Narváez was called up to the major leagues for the first time on July 6, 2016. He made his MLB debut on July 17 against the Los Angeles Angels, and doubled off pitcher Jered Weaver in his first at-bat. Narváez hit his first MLB home run, a solo shot off Minnesota Twins reliever Pat Dean, on September 30, his father's birthday. Overall, Narváez played in 34 games for the White Sox and posted a .267 batting average with one home run and 10 RBIs.

===Seattle Mariners===
On November 30, 2018, the White Sox traded Narvaez to the Seattle Mariners in exchange for Alex Colomé. He made 132 appearances for the Mariners in 2019, batted .278/.353/.460 with 22 home runs and 55 RBI.

===Milwaukee Brewers===
On December 5, 2019, the Mariners traded Narváez to the Milwaukee Brewers in exchange for Adam Hill and a competitive balance round B draft pick in the 2020 MLB draft. In 2020, Narváez hit .176/.294/.269 with two home runs and 10 RBI in 40 games for Milwaukee. Narváez was selected to the 2021 MLB All-Star Game. In 123 games for the Brewers in 2021, he batted .266/.342/.402 with 11 home runs and 49 RBI.

===New York Mets===
On December 22, 2022, Narváez signed a one-year contract with the New York Mets including a player option for 2024 worth $15 million. On April 6, 2023, Narváez was diagnosed with a medium-to-high grade strain of his left calf, and given a recovery timetable of 8–9 weeks. He returned from the 60-day injured list on June 5, and assumed the backup role that was vacated when Tomás Nido was designated for assignment. Narváez finished the year having made 49 appearances for the Mets, with a slash line of .211/.283/.297 with two home runs and 7 RBI.
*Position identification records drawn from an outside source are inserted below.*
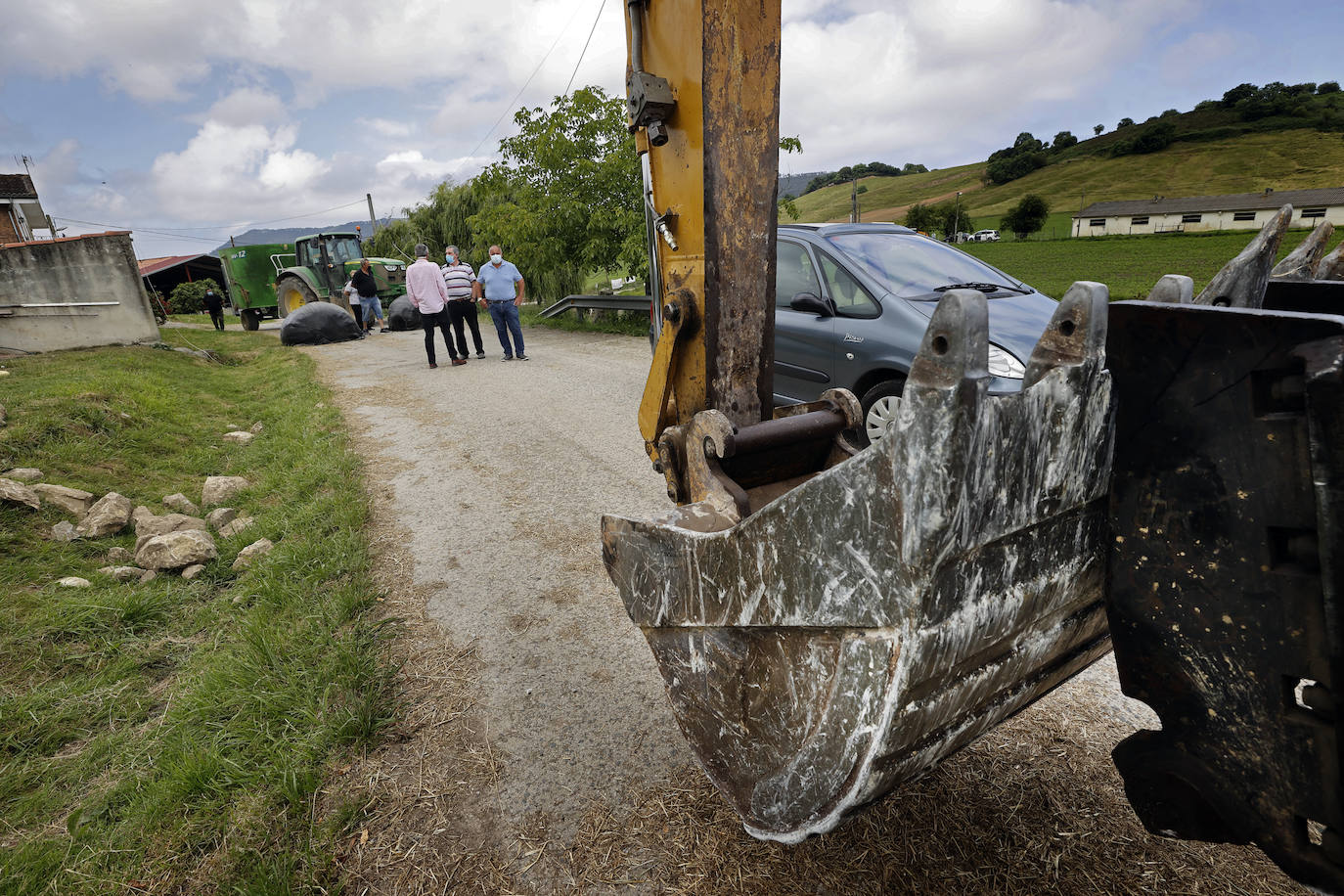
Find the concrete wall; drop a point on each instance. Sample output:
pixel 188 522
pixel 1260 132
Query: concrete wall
pixel 1122 225
pixel 53 274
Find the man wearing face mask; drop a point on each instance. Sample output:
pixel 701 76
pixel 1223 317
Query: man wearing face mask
pixel 459 277
pixel 499 285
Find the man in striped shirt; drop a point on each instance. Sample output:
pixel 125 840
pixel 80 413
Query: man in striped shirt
pixel 459 278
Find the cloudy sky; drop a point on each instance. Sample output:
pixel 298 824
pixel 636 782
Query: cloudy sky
pixel 197 119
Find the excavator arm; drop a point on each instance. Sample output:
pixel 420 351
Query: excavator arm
pixel 830 625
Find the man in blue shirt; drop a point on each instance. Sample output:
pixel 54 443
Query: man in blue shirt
pixel 499 285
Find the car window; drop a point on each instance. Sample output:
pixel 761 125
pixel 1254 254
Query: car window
pixel 793 273
pixel 850 297
pixel 912 265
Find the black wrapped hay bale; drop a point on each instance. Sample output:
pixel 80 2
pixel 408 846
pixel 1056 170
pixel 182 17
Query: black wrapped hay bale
pixel 319 324
pixel 402 316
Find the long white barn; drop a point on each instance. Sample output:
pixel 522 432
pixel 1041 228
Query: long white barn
pixel 1193 214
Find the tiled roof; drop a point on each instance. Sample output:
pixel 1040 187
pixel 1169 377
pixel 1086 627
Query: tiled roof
pixel 1232 202
pixel 17 187
pixel 155 265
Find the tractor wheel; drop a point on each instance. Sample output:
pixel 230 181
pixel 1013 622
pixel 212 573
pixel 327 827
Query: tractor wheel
pixel 291 293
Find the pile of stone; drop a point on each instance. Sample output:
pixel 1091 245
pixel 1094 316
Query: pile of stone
pixel 182 540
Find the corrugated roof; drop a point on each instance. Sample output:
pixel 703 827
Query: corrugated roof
pixel 155 265
pixel 17 187
pixel 1232 202
pixel 67 240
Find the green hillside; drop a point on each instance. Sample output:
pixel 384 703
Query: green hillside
pixel 1282 158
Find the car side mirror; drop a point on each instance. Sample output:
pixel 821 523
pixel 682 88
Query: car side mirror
pixel 811 304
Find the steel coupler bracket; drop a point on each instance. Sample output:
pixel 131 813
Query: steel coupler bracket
pixel 1225 574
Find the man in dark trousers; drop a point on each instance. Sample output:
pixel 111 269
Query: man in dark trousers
pixel 215 305
pixel 367 287
pixel 459 278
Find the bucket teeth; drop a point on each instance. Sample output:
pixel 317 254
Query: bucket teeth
pixel 1174 289
pixel 956 345
pixel 1240 284
pixel 1077 332
pixel 1303 261
pixel 1332 266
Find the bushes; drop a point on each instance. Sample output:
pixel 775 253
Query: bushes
pixel 190 298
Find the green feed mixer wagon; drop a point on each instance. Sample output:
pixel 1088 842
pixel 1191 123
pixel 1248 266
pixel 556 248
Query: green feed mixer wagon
pixel 272 280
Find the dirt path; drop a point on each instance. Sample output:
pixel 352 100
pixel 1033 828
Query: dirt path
pixel 538 754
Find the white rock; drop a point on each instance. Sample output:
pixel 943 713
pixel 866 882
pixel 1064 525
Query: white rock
pixel 182 503
pixel 236 527
pixel 167 522
pixel 218 489
pixel 219 517
pixel 176 550
pixel 111 514
pixel 251 553
pixel 72 501
pixel 122 574
pixel 14 492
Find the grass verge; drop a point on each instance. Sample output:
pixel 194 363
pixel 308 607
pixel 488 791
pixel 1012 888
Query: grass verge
pixel 1128 265
pixel 172 737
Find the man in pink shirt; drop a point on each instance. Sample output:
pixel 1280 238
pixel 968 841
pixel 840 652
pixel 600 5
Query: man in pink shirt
pixel 427 293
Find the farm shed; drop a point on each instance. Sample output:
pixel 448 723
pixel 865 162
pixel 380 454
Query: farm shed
pixel 1196 214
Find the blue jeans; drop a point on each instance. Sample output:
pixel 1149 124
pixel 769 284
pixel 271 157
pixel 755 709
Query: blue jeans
pixel 373 309
pixel 506 321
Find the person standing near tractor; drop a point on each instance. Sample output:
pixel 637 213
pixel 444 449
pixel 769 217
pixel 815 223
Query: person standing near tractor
pixel 459 277
pixel 499 285
pixel 215 305
pixel 427 293
pixel 367 287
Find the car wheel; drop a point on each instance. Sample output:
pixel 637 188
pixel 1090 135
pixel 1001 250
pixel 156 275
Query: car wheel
pixel 879 409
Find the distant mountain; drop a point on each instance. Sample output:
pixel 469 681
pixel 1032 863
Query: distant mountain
pixel 259 236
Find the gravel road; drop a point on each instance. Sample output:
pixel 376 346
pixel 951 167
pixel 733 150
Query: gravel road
pixel 503 470
pixel 491 478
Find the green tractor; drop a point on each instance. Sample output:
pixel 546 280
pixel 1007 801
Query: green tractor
pixel 273 280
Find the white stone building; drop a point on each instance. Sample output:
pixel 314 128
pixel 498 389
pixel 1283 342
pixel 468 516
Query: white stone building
pixel 1195 214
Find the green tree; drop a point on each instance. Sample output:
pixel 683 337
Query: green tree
pixel 1027 216
pixel 564 199
pixel 190 298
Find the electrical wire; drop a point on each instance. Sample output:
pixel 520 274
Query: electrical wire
pixel 510 108
pixel 601 4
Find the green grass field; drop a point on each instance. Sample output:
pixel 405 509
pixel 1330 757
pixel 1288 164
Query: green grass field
pixel 1282 160
pixel 172 737
pixel 1128 265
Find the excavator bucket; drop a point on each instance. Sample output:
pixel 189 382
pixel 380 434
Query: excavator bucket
pixel 850 634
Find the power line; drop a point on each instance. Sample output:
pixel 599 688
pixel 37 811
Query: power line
pixel 510 108
pixel 601 4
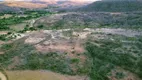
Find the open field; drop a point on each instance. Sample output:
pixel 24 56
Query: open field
pixel 40 75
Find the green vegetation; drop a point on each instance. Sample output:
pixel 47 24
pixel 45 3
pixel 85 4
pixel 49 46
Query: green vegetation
pixel 19 18
pixel 30 59
pixel 110 54
pixel 113 6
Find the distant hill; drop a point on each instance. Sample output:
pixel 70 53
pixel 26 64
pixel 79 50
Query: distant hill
pixel 114 6
pixel 4 8
pixel 24 4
On May 26, 2024, Narváez hit a walk-off single against the San Francisco Giants, his first and only hit at Citi Field that season. He played in 28 games for New York in 2024, batting .154/.191/.185 with no home runs and 5 RBI. On May 31, Narváez was designated for assignment by the Mets following the acquisition of Luis Torrens. He was then released by the team on June 5.

=== Houston Astros ===
On June 26, 2024, Narváez signed a minor league contract with the Houston Astros. In 42 games for the Triple-A Sugar Land Space Cowboys, he batted .196/.325/.304 with three home runs and 20 RBI. Narváez elected free agency following the season on November 4.
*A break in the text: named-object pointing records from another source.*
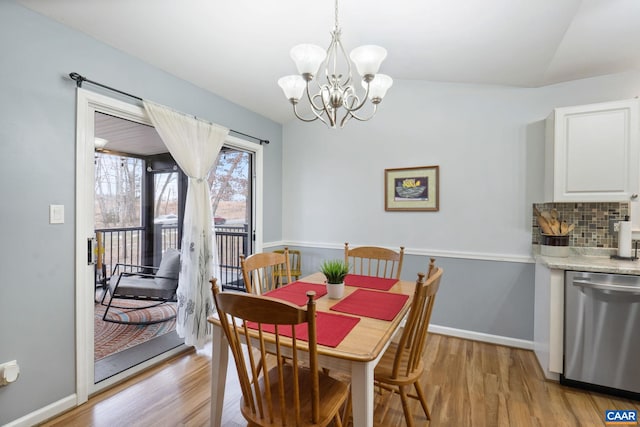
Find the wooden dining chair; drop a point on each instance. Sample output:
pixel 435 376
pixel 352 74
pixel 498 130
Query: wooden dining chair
pixel 374 261
pixel 262 271
pixel 293 393
pixel 402 363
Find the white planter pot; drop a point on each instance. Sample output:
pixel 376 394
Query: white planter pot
pixel 335 290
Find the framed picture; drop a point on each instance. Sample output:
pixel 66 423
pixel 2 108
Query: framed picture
pixel 411 189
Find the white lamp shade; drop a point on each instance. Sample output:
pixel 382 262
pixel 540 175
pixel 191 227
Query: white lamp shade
pixel 308 58
pixel 292 86
pixel 99 142
pixel 378 86
pixel 368 59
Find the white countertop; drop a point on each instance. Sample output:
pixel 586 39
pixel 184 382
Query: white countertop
pixel 589 259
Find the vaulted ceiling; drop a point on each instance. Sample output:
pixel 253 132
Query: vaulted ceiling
pixel 239 48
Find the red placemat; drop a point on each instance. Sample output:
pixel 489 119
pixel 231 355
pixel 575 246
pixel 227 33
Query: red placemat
pixel 379 305
pixel 331 328
pixel 296 292
pixel 369 282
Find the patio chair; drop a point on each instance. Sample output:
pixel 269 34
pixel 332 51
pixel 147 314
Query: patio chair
pixel 155 284
pixel 374 261
pixel 286 394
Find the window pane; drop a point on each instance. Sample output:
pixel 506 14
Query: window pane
pixel 118 191
pixel 230 184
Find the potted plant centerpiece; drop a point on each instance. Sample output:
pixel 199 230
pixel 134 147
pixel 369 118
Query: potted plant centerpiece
pixel 335 272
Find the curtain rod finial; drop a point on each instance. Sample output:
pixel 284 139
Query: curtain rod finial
pixel 78 78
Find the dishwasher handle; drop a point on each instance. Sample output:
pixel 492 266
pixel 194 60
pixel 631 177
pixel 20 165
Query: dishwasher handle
pixel 586 283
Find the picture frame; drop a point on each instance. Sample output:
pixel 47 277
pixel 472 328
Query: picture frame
pixel 412 189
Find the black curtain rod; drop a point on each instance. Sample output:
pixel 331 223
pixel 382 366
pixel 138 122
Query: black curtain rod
pixel 81 79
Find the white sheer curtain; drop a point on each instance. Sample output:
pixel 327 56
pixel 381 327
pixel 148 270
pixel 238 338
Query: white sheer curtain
pixel 195 145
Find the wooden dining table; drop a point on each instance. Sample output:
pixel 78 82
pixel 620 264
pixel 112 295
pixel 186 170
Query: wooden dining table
pixel 357 354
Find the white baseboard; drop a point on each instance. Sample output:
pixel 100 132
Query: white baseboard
pixel 479 336
pixel 43 414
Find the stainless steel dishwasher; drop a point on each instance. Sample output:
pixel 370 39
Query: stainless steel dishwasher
pixel 602 332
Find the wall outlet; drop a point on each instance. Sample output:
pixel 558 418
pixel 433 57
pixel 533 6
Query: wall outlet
pixel 614 226
pixel 9 372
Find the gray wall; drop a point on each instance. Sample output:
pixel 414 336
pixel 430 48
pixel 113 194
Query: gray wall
pixel 489 144
pixel 37 148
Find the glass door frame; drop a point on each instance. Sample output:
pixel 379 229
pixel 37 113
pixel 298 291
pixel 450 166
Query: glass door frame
pixel 87 104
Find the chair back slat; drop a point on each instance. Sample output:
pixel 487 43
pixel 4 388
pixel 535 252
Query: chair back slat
pixel 273 389
pixel 413 339
pixel 295 263
pixel 263 272
pixel 374 261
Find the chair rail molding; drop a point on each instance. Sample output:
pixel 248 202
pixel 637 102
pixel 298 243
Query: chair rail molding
pixel 482 256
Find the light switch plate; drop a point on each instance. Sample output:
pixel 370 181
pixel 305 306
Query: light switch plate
pixel 56 214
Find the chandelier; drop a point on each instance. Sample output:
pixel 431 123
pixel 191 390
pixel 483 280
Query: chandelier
pixel 337 96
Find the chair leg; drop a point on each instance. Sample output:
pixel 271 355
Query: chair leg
pixel 346 414
pixel 405 406
pixel 423 401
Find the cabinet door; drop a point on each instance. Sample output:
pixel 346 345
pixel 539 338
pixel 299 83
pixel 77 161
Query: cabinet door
pixel 595 152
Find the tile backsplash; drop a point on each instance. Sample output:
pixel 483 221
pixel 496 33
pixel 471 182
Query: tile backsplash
pixel 591 219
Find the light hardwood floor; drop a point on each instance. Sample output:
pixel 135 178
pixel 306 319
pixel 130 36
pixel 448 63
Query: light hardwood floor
pixel 467 384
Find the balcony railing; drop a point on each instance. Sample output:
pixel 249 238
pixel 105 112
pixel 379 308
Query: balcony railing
pixel 124 245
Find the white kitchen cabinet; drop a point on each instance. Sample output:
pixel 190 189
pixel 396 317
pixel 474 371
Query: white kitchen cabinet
pixel 548 323
pixel 592 153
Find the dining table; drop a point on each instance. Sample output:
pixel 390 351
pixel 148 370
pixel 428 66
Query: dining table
pixel 373 309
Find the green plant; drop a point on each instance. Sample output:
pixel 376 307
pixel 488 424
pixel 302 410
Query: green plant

===Chicago White Sox (second stint)===
On January 10, 2025, Narváez signed a minor league contract with the Chicago White Sox. He was released by the White Sox prior to the start of the season on March 24. On April 1, Narváez re-signed with the White Sox on a new minor league contract. In 3 games for the Double-A Birmingham Barons, he went 2-for-8 (.250) with 2 RBI. On April 10, the White Sox selected Narváez's contract, adding him to their active roster. In four games for Chicago, he went 2-for-7 (.286) with 3 RBI and two walks. Narváez was designated for assignment following the promotion of Edgar Quero on April 17. He elected free agency after clearing waivers on April 21. On April 23, Narváez re-signed with the White Sox organization on a minor league contract. On May 20, Narváez was released by the White Sox.

===Houston Astros (second stint)===
On June 5, 2025, Narváez signed a minor league contract with the Houston Astros. In 27 appearances for the Triple-A Sugar Land Space Cowboys, he batted .258/.402/.333 with one home run and 11 RBI. Narváez was released by the Astros organization on August 3.

===Texas Rangers===
On August 10, 2025, Narváez signed a minor league contract with the Texas Rangers organization. He made 30 appearances for the Triple-A Round Rock Express, slashing .271/.383/.375 with two home runs and 17 RBI. Narváez elected free agency following the season on November 6.

===Sultanes de Monterrey===
On March 10, 2026, Narváez signed with the Sultanes de Monterrey of the Mexican League.

==Personal life==
Narváez's cousin, Carlos, plays in MLB for the Baltimore Orioles.